O preço, mais do que o dobro do praticado em países como EUA e México, é considerado alto pelo setor industrial, que reclama da falta de transparência da Petrobras para justificar o valor.Procurada, a diretoria de Gás e Energia da Petrobras se recusou a informar quanto paga à Bolívia, sob a alegação de que se trata de dado sigiloso.

A empresa tampouco informou o preço do gás atual vendido às distribuidoras, alegando que o valor não está disponível.Além de pagar menos, a Petrobras tem comprado em menor quantidade.

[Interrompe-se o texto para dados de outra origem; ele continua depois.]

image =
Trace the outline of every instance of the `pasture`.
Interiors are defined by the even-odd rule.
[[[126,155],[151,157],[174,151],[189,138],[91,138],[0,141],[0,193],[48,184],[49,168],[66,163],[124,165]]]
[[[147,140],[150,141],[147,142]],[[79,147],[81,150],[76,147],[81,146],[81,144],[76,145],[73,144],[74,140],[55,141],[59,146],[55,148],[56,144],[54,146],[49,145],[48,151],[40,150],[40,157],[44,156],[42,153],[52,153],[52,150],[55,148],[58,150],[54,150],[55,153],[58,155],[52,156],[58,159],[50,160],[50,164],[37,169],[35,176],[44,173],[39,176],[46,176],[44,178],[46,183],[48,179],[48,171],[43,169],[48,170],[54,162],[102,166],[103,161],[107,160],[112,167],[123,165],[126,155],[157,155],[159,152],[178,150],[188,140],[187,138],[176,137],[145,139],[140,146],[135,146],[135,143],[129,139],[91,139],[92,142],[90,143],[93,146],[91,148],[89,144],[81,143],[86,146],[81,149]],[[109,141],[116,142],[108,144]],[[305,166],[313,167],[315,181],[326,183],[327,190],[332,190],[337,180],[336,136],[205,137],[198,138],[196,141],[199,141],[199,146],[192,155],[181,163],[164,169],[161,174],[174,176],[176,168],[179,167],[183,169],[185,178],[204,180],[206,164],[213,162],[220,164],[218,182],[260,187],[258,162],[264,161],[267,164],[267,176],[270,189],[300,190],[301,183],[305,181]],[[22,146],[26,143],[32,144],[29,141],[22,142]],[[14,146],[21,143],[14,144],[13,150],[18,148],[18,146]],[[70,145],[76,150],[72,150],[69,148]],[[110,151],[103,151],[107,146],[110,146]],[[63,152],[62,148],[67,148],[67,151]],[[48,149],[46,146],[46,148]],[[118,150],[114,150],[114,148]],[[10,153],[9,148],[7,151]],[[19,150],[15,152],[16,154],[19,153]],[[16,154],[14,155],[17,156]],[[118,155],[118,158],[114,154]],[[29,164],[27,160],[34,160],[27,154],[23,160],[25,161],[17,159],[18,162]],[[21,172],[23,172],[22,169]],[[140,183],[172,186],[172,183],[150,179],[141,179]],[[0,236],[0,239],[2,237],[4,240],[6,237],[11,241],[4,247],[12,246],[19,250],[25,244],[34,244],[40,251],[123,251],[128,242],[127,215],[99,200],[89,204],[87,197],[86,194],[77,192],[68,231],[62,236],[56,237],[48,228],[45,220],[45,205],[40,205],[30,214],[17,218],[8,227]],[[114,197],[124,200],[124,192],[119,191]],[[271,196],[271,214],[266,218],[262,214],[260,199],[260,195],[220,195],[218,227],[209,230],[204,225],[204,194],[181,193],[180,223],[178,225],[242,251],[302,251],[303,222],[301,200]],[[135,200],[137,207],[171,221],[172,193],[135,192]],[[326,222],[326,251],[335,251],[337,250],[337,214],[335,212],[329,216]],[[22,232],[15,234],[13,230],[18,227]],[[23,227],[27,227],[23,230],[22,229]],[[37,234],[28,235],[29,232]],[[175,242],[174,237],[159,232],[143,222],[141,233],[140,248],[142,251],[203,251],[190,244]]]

Segundo a estatal boliviana YPFB, a média diária atual é de 18 milhões de metros cúbicos, ante 30 milhões em 2008. Além disso, o contrato estabelece que o preço do gás sobe à medida que o volume de exportação cresce.Com a queda no preço, a Bolívia sofre um duro golpe na sua principal operação de exportação: o gás enviado ao Brasil representa cerca de 25% dos US$ 7 bilhões de vendas ao exterior.

Na semana passada, o governo boliviano anunciou que irá rever o Orçamento do ano, calculado com o preço do barril de petróleo a US$ 73, enquanto a média até agora roça os US$ 40.A queda do preço do gás terá um efeito direto em todos os nove departamentos (Estados), os 327 municípios, as 11 universidades públicas e nos programas sociais de Morales semelhantes ao Bolsa Família brasileiro.

Todos recebem repasse do IDH (Imposto Direto sobre os Hidrocarbonetos), que sofrerá uma queda de 35% a 40%, segundo a FAM (Federação de Associações Municipais).Algumas cidades bolivianas perderão até 80% do Orçamento deste ano, disse Julio Linárez, coordenador de análise econômica da FAM, que reúne prefeitos de todos os partidos.

Preocupado com a queda da arrecadação num ano de eleições presidenciais (devem ocorrer em dezembro), o governo Morales aumentou o tom contra o Brasil, provocando preocupação no Itamaraty.

No mês passado, o presidente da YPFB, Carlos Villegas, acusou a Petrobras de não cumprir o acordo de janeiro pelo qual a estatal compraria ao menos 24 milhões de metros cúbicos/dia.